Parece combinado. Ou de propósito. No mesmo momento em que deixa de contar com David Silva em seu elenco pela primeira vez em dez anos, o Manchester City contratou outro meia habilidoso do Valencia. Ferrán Torres, 20 anos, teve oficializada a chance de seguir os passos de um de seus ídolos, embora tenha características diferentes e chegue, na prática, para substituir Leroy Sané, vendido ao Bayern de Munique.

O negócio foi uma pechincha na relação entre o valor desembolsado – entre € 23 milhões e € 27 milhões, mais variáveis – e o potencial de uma das melhores revelações da última geração de jogadores espanhóis. O City tirou proveito da situação caótica do Valencia, sob o risco de perder uma série de jogadores importantes, e do fato de que Torres tinha apenas mais um ano de contrato. Houve até rumores de que Silva ajudou a convencê-lo a escolher o clube treinado por Guardiola, em meio a grande interesse pelos seus serviços.

A contratação se assemelha muito com a de Sané e segue a estratégia do City de investir majoritariamente em jovens talentos em vez de jogadores mais estabelecidos. Tem 20 anos e uma boa experiência em um clube importante de uma das grandes ligas da Europa, embora longe do topo da tabela. Torres defendeu o Valencia 97 vezes. Sané tinha a mesma idade quando se mudou para a Inglaterra e 57 jogos pelo Schalke 04.

Ambos atuam nas duas pontas, são rápidos e gostam de passar pelos marcadores.

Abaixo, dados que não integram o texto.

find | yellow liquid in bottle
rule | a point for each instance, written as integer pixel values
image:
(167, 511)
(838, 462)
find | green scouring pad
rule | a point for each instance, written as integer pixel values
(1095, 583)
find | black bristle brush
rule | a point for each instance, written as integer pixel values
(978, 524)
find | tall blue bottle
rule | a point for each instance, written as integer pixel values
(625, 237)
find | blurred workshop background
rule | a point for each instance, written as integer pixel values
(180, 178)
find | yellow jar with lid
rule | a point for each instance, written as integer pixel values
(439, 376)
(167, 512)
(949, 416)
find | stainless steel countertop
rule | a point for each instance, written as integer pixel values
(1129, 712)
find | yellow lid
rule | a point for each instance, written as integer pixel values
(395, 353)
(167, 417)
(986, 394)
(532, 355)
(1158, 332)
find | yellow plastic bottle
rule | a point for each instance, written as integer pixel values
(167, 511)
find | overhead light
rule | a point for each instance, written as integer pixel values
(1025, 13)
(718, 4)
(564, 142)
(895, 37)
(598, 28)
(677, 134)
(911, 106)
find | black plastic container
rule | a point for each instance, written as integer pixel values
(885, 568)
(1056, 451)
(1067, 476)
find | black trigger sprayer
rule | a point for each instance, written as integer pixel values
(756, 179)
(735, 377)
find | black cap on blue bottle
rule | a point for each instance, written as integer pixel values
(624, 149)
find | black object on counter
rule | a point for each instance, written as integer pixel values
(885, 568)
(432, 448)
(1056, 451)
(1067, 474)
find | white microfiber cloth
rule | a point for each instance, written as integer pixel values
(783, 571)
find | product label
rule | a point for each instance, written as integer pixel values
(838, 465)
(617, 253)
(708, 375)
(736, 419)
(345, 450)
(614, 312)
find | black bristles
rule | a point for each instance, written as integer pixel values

Na realidade, todo mundo gosta de passar pelos marcadores. O diferencial de Sané e Torres é que eles conseguem fazê-lo com frequência. Se for necessário, o novo garoto prodígio do City pode também atuar pelo meio, ocupando o espaço deixado por Silva.

“Talvez minha melhor posição no momento seja pelos lados, mas, com o passar dos anos, se eu ficar mais velho, talvez perdendo um pouco de velocidade e força, talvez eu possa terminar jogando por dentro porque eu joguei ali no passado”, disse, à BBC. “Uma coisa que inseriram em mim, porque eu era pequeno (cresceu para respeitáveis 1,84 metros), é que quanto mais posições em que eu puder jogar, mais possibilidades eu terei para jogar e mais eu poderei contribuir”.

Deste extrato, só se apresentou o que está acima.